Mit gerümpfter Nase
Die linksliberale Öffentlichkeit weist Rassismus zurück, versteht Silvester-Riots aber nicht
Von Stefan Kalmring
Seit den Krawallen in der Silvesternacht ist die politische Debatte aufgeheizt. Jugendliche in Berlin haben nicht nur die Polizei, sondern auch Rettungswagen und Feuerwehr mit Böllern und Raketen angegriffen und teilweise Barrikaden errichtet. Für ein konservatives bis rechtspopulistisch gesinntes Bürger*innentum stehen die Schuldigen fest: Ein Milieu sogenannter integrationsunwilliger Migrant*innen habe eine Grenze überschritten. Während Deutsche angeblich ausgelassen und friedlich feiern wollten, hätten ganze Gruppen von Migrant*innen in Neukölln und anderswo erneut unter Beweis gestellt, dass sie keinen Respekt vor Demokratie und Rechtsstaat haben.

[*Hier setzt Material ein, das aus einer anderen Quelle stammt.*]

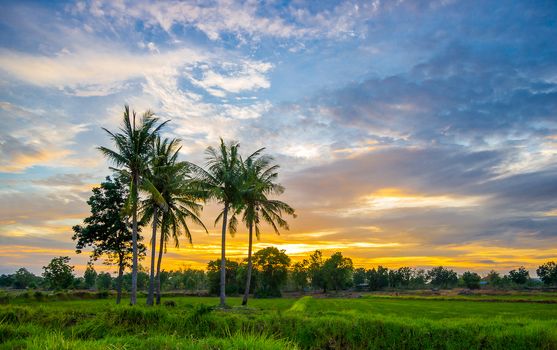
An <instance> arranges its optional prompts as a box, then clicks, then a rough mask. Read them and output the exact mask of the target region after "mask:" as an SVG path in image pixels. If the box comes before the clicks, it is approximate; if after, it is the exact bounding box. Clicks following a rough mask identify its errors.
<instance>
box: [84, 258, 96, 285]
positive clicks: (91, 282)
mask: <svg viewBox="0 0 557 350" xmlns="http://www.w3.org/2000/svg"><path fill="white" fill-rule="evenodd" d="M96 280H97V271H95V267H94V266H93V264H91V263H89V264H87V268H86V269H85V272H84V273H83V284H84V286H85V288H87V289H91V288H93V287H94V286H95V281H96Z"/></svg>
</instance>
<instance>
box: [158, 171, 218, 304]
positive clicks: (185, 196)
mask: <svg viewBox="0 0 557 350" xmlns="http://www.w3.org/2000/svg"><path fill="white" fill-rule="evenodd" d="M179 165H180V166H179V167H176V168H174V169H176V170H178V169H181V170H179V171H176V172H175V177H174V179H175V181H172V182H171V185H169V186H167V187H166V189H165V190H164V191H163V197H165V200H166V202H167V204H168V207H167V210H166V211H165V212H164V213H163V214H162V220H161V235H160V244H159V258H158V261H157V275H156V283H157V284H156V294H157V304H160V301H161V273H160V272H161V262H162V257H163V251H166V245H167V243H168V241H169V240H170V239H171V238H172V239H173V241H174V246H175V247H176V248H178V247H179V243H180V241H179V237H180V236H181V235H182V234H183V235H184V236H185V237H186V239H187V240H188V241H189V243H190V244H191V243H192V237H191V231H190V228H189V227H188V223H187V221H188V220H191V221H192V222H193V223H195V224H197V225H200V226H201V227H203V229H204V230H205V232H206V233H208V232H207V228H206V227H205V225H204V224H203V222H202V221H201V219H200V218H199V215H200V213H201V211H202V210H203V206H202V205H201V204H199V203H198V202H199V201H200V200H201V199H203V193H202V192H200V191H199V190H198V187H196V186H194V185H193V181H192V179H191V178H189V174H188V173H189V171H188V166H187V164H186V163H183V162H182V163H179Z"/></svg>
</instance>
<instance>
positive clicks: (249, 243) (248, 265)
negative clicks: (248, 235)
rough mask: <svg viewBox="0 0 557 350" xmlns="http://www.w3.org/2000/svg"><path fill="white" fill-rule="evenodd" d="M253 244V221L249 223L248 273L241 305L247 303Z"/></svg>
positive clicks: (248, 293)
mask: <svg viewBox="0 0 557 350" xmlns="http://www.w3.org/2000/svg"><path fill="white" fill-rule="evenodd" d="M252 244H253V223H250V224H249V244H248V273H247V276H246V290H245V291H244V299H243V300H242V305H247V304H248V297H249V289H250V284H251V270H252V261H251V250H252Z"/></svg>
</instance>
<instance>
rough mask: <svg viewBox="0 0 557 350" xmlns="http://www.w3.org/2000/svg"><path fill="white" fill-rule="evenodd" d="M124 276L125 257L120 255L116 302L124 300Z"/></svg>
mask: <svg viewBox="0 0 557 350" xmlns="http://www.w3.org/2000/svg"><path fill="white" fill-rule="evenodd" d="M123 277H124V257H123V256H121V255H120V256H119V257H118V279H117V281H116V304H120V300H122V279H123Z"/></svg>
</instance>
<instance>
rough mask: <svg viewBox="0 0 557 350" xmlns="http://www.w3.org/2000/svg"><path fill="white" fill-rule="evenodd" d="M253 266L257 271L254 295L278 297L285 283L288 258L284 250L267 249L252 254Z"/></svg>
mask: <svg viewBox="0 0 557 350" xmlns="http://www.w3.org/2000/svg"><path fill="white" fill-rule="evenodd" d="M253 265H254V267H255V269H256V270H257V271H258V274H257V275H258V278H257V287H256V289H255V295H257V296H259V297H280V296H281V293H280V288H281V287H282V286H283V285H284V284H285V283H286V279H287V276H288V267H289V266H290V257H289V256H288V255H286V253H285V252H284V250H279V249H278V248H276V247H267V248H265V249H261V250H259V251H257V252H256V253H255V254H253Z"/></svg>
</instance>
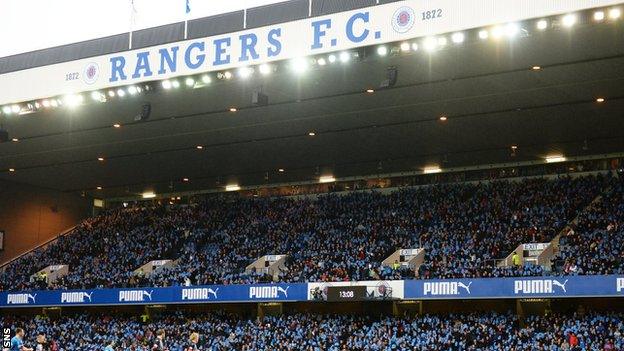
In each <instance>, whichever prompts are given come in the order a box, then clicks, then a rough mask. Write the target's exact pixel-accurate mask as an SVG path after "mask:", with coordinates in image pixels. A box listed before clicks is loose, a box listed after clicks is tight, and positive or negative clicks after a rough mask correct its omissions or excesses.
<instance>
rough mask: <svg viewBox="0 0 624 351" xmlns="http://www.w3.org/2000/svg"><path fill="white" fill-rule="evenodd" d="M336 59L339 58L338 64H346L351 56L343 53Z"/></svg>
mask: <svg viewBox="0 0 624 351" xmlns="http://www.w3.org/2000/svg"><path fill="white" fill-rule="evenodd" d="M338 58H340V62H342V63H347V62H349V60H350V59H351V54H349V53H348V52H346V51H343V52H341V53H340V55H339V56H338Z"/></svg>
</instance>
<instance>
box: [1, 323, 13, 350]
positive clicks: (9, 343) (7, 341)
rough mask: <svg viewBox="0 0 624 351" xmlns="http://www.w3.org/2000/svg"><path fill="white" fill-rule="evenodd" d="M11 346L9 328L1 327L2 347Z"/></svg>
mask: <svg viewBox="0 0 624 351" xmlns="http://www.w3.org/2000/svg"><path fill="white" fill-rule="evenodd" d="M10 347H11V328H2V348H7V349H8V348H10Z"/></svg>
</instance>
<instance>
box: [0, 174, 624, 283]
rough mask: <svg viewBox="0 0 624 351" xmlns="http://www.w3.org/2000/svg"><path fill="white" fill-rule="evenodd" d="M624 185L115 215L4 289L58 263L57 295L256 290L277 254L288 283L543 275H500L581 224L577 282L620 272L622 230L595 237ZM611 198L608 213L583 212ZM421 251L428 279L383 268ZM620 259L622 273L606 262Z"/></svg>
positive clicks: (470, 190)
mask: <svg viewBox="0 0 624 351" xmlns="http://www.w3.org/2000/svg"><path fill="white" fill-rule="evenodd" d="M621 187H622V186H621V182H620V181H619V180H618V178H615V177H611V176H585V177H577V178H569V177H560V178H556V179H553V180H546V179H542V178H530V179H525V180H522V181H494V182H483V183H459V184H452V185H439V186H427V187H420V188H406V189H402V190H399V191H394V192H392V193H390V194H384V193H381V192H366V191H364V192H352V193H348V194H346V195H324V196H319V197H318V198H317V199H310V198H307V199H297V200H295V199H289V198H270V199H235V200H232V199H228V198H222V197H208V198H206V199H203V200H201V201H199V202H198V203H197V204H195V205H190V206H168V207H164V206H146V207H136V208H126V209H120V210H113V211H110V212H107V213H105V214H103V215H100V216H98V217H96V218H93V219H89V220H86V221H85V222H84V223H82V224H81V225H80V226H79V227H78V228H77V229H76V230H75V231H74V232H73V233H71V234H69V235H67V236H65V237H63V238H61V239H59V240H58V241H57V242H55V243H53V244H51V245H49V246H48V247H47V248H45V249H40V250H36V251H34V252H32V253H30V254H29V255H26V256H24V257H22V258H20V259H18V260H16V261H14V262H13V263H11V264H10V265H8V266H7V268H6V271H5V272H4V273H3V274H2V276H1V277H2V279H1V280H2V283H1V284H2V285H3V286H2V288H3V289H5V290H24V289H45V288H48V287H47V286H46V284H45V283H44V282H40V281H37V280H35V281H31V280H32V279H31V278H30V277H31V275H32V274H33V273H35V272H37V271H38V270H40V269H41V268H43V267H46V266H48V265H53V264H68V265H69V266H70V273H69V274H68V275H66V276H64V277H63V278H61V279H60V280H58V281H57V282H56V283H54V284H52V285H51V286H50V288H93V287H129V286H146V285H150V286H171V285H198V284H215V283H216V284H235V283H254V282H262V281H270V280H271V277H267V276H265V275H263V274H262V273H261V272H257V273H249V272H245V267H246V266H247V265H248V264H249V263H251V262H253V261H254V260H255V259H257V258H258V257H261V256H263V255H267V254H286V255H288V256H289V258H288V262H287V264H286V269H284V270H282V272H281V273H280V274H279V277H278V279H279V280H281V281H288V282H311V281H342V280H378V279H395V278H396V279H400V278H423V279H428V278H458V277H500V276H527V275H542V274H548V273H549V272H545V271H544V270H543V269H542V268H541V267H540V266H526V267H498V266H497V264H496V260H497V259H501V258H503V257H505V256H507V255H508V254H509V252H511V251H512V250H513V249H514V248H515V247H516V246H517V245H518V244H522V243H532V242H548V241H550V240H552V239H553V238H555V237H556V236H557V235H558V234H559V232H560V231H561V230H563V229H564V228H566V226H567V225H568V224H569V223H570V222H571V221H572V220H573V219H574V218H576V217H577V216H579V215H581V220H580V222H579V224H578V228H577V229H576V233H577V236H580V237H582V238H581V239H574V237H572V236H570V237H569V238H565V239H564V243H565V242H566V241H567V244H565V245H563V248H564V249H563V251H562V252H561V253H560V255H561V259H564V260H568V259H570V257H575V258H576V260H577V261H578V263H577V264H579V265H581V266H585V267H584V268H583V270H582V271H579V272H578V273H600V274H606V273H611V272H614V271H618V270H620V271H621V255H622V253H621V252H620V251H618V250H617V249H614V248H613V246H612V247H611V249H610V250H608V252H607V250H606V249H604V248H602V249H601V246H600V243H604V242H605V241H604V240H605V238H606V236H608V237H609V238H611V237H617V238H618V239H617V240H620V241H621V240H622V239H621V235H619V234H616V233H620V231H617V230H615V229H611V230H607V231H595V230H593V229H592V228H596V227H599V228H606V227H607V226H608V225H609V224H611V222H613V223H614V225H615V226H616V227H618V224H617V222H619V221H621V219H622V206H623V205H622V204H623V200H622V196H621V194H622V192H621ZM603 193H605V195H604V199H603V200H602V201H601V202H599V205H598V206H593V207H590V208H589V209H588V210H587V211H586V212H583V211H584V210H585V208H586V207H587V206H588V205H589V204H590V203H592V201H593V200H594V199H596V197H597V196H599V195H600V194H603ZM596 217H598V218H597V219H596ZM618 228H621V226H619V227H618ZM589 231H591V233H589ZM585 232H587V234H581V233H585ZM585 235H589V236H588V237H587V238H591V239H587V238H585ZM575 240H576V241H575ZM579 240H580V241H579ZM586 240H591V241H593V242H596V247H597V250H603V255H601V256H596V258H588V257H586V256H588V255H590V254H591V252H590V251H587V250H585V249H586V248H588V246H586V245H579V244H580V243H582V242H583V241H586ZM609 240H611V239H609ZM415 247H423V248H424V249H425V253H426V259H425V263H424V264H423V265H422V266H421V267H420V269H419V270H418V271H417V272H411V271H409V270H403V269H392V268H390V267H383V266H382V265H381V262H382V261H383V260H384V259H385V258H386V257H388V255H389V254H391V253H392V252H394V251H395V250H396V249H398V248H415ZM620 247H621V245H620ZM575 250H577V251H575ZM592 250H594V249H592ZM615 256H619V257H620V264H619V265H608V264H606V263H605V262H608V261H610V260H612V259H613V258H614V257H615ZM159 259H172V260H176V261H175V262H176V264H177V265H176V266H175V267H173V268H169V269H163V270H161V271H158V272H157V273H155V274H152V275H149V276H146V275H142V274H140V273H139V274H136V273H135V272H134V271H135V270H136V269H137V268H138V267H140V266H142V265H144V264H145V263H147V262H149V261H150V260H159ZM596 260H601V262H602V263H599V262H597V261H596ZM598 266H600V268H596V267H598ZM556 273H559V272H556ZM563 273H568V272H563Z"/></svg>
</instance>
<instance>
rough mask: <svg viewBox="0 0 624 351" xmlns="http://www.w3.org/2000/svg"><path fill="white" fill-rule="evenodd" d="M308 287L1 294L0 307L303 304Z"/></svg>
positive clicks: (6, 293)
mask: <svg viewBox="0 0 624 351" xmlns="http://www.w3.org/2000/svg"><path fill="white" fill-rule="evenodd" d="M307 286H308V285H307V284H304V283H293V284H254V285H211V286H191V287H180V286H175V287H167V288H126V289H85V290H52V291H32V292H2V293H0V307H32V306H83V305H129V304H138V305H147V304H178V303H223V302H271V301H305V300H307V298H308V293H307Z"/></svg>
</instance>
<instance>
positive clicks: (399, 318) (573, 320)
mask: <svg viewBox="0 0 624 351" xmlns="http://www.w3.org/2000/svg"><path fill="white" fill-rule="evenodd" d="M0 322H1V323H2V325H4V326H9V327H11V328H12V329H13V330H16V328H23V329H24V331H25V333H24V336H23V339H24V341H25V344H26V346H28V345H32V346H36V345H35V344H38V345H42V346H43V348H42V349H43V350H48V349H49V350H54V351H65V350H84V351H90V350H102V349H104V348H105V347H108V348H107V349H106V350H107V351H108V350H170V351H187V350H212V351H217V350H248V351H251V350H310V351H316V350H335V351H341V350H354V351H356V350H445V351H449V350H450V351H455V350H457V351H459V350H496V351H500V350H514V351H521V350H531V351H533V350H550V351H563V350H608V351H617V350H624V315H623V314H619V313H608V314H596V313H589V314H574V315H557V314H554V315H548V316H531V317H528V318H527V319H526V320H525V321H524V323H523V324H521V323H520V321H519V320H518V318H517V317H516V316H514V315H511V314H497V313H493V312H492V313H475V314H451V315H420V316H415V317H407V316H406V317H387V316H386V317H384V316H379V317H370V316H345V315H341V316H338V315H311V314H292V315H284V316H281V317H265V318H263V319H245V318H241V317H238V316H234V315H226V314H224V313H219V312H217V313H214V314H202V315H191V314H186V315H185V314H183V313H182V312H173V313H169V314H166V315H164V316H160V317H158V318H157V319H155V320H145V321H141V320H140V319H139V318H136V317H110V316H102V315H87V314H81V315H77V316H71V317H63V318H60V319H55V320H51V319H47V318H44V317H37V318H35V319H28V318H11V317H5V318H4V319H0ZM35 337H37V340H39V341H38V342H35Z"/></svg>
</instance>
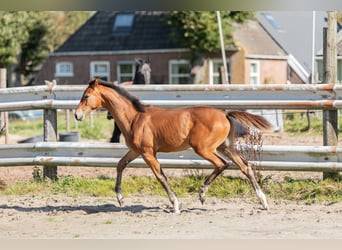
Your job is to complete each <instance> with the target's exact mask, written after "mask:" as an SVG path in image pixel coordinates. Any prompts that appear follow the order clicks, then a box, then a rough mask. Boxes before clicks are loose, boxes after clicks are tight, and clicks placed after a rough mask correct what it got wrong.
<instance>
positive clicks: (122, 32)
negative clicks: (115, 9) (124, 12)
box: [113, 13, 134, 35]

Mit den wirklichen Zahlen hat das wenig zu tun. In Berlin wurden 145 Menschen an Silvester verhaftet. Nur 38 stehen im Zusammenhang mit den Böllerangriffen. Davon waren zwei Drittel Deutsche. Dessen ungeachtet werden rassistische Ressentiments geschürt. Man appelliert an Law-and-Order-Gefühle. Schließlich ist in der Hauptstadt auch noch Wahlkampf. Und eine Anrufung solcher Emotionen verschafft Stimmen. So hofft man zumindest.
Dagegen wendet sich lautstark eine linksliberale Öffentlichkeit. Diese verweist zu Recht auf den Rassismus, der die Diskussion in weiten Teilen kennzeichnet. Einig ist man sich jedoch mit den politischen Gegner*innen darin, dass die Krawalle inakzeptabel seien und die Täter*innen schnell bestraft gehören. Was man sich zudem lautstark wünscht, ist ein allgemeines Böllerverbot. Und dafür lassen sich durchaus zahlreiche überzeugende Argumente anführen: Umweltschäden, Verletzungsgefahr durch Böller, Feinstaubbelastung oder Tierschutz. Ginge es um die Begründungen allein, es wäre nichts gegen diese Position einzuwenden.
Die linksliberale Öffentlichkeit neigt zwar nicht zum (offenen) Rassismus, aber zum Klassismus.
Was an ihr irritiert, ist der Unterton, die reflexhafte Abwehr einer vor allem proletarischen Feierkultur. Man neigt zwar nicht zum (offenen) Rassismus, aber zum Klassismus. Man schaut mit gerümpfter Nase nach Neukölln und kritisiert die Gewalt und die Umweltschäden, aber eben auch das allgemeine Treiben – und zwar im Namen der guten Sitten. Aus fast allen Kommentaren spricht ein Gefühl der moralischen Überlegenheit und der Wunsch, diese gegebenenfalls auch mit dem Gesetz und polizeilicher Gewalt durchzusetzen.
Dieses gut situierte, linksliberale Bürger*innentum fragt nicht danach, warum es für viele Menschen so wichtig ist, wenigstens einmal im Jahr über die Stränge zu schlagen und auch Geld zu verfeuern, das sie eigentlich gar nicht haben. Und es interessiert sich auch nicht wirklich dafür, woher die Aggressionen stammen, die sich bei einigen zu Silvester entladen haben.
Dabei gibt es gerade für Jugendliche und junge, migrantisierte Menschen in Stadtteilen wie Neukölln oder Wedding viele Gründe für Wut und Frustration. Der in der Silvesterdebatte wieder so offen bediente Rassismus unterstreicht für viele nur noch einmal anschaulich das, was sie an Alltagsdiskriminierung oder durch polizeiliches Racial Profiling sowieso ständig erfahren müssen. Kaum jemand wird bestreiten wollen, dass sich die Lebenschancen der Bewohner*innen in ärmeren Stadtvierteln in den letzten Jahren und Jahrzehnten deutlich mehr verschlechtert haben als in wohlhabenden Bezirken – und das wissen die Menschen natürlich auch. Für sie ist es mehr als handgreiflich, dass der Ausblick auf 2023 vor allem existenzielle Fragen aufwirft oder dass wir es mit einem Bildungssystem zu tun haben, das Ungleichheit (re)produziert, indem es arme und migrantisierte Jugendliche aussortiert.
Der Zorn hat gute Gründe. Um politisch wirksam zu sein, ist aber mehr nötig, als dass er sich eruptiv entlädt. Er braucht eine Form, die Menschen in ihren Stadtteilen und den Betrieben von unten organisiert und soziale Gegenmacht über einen längeren Zeitraum hin aufbaut. Schließlich soll sich etwas Grundlegendes in dieser Welt verändern – und damit frohes neues Jahr.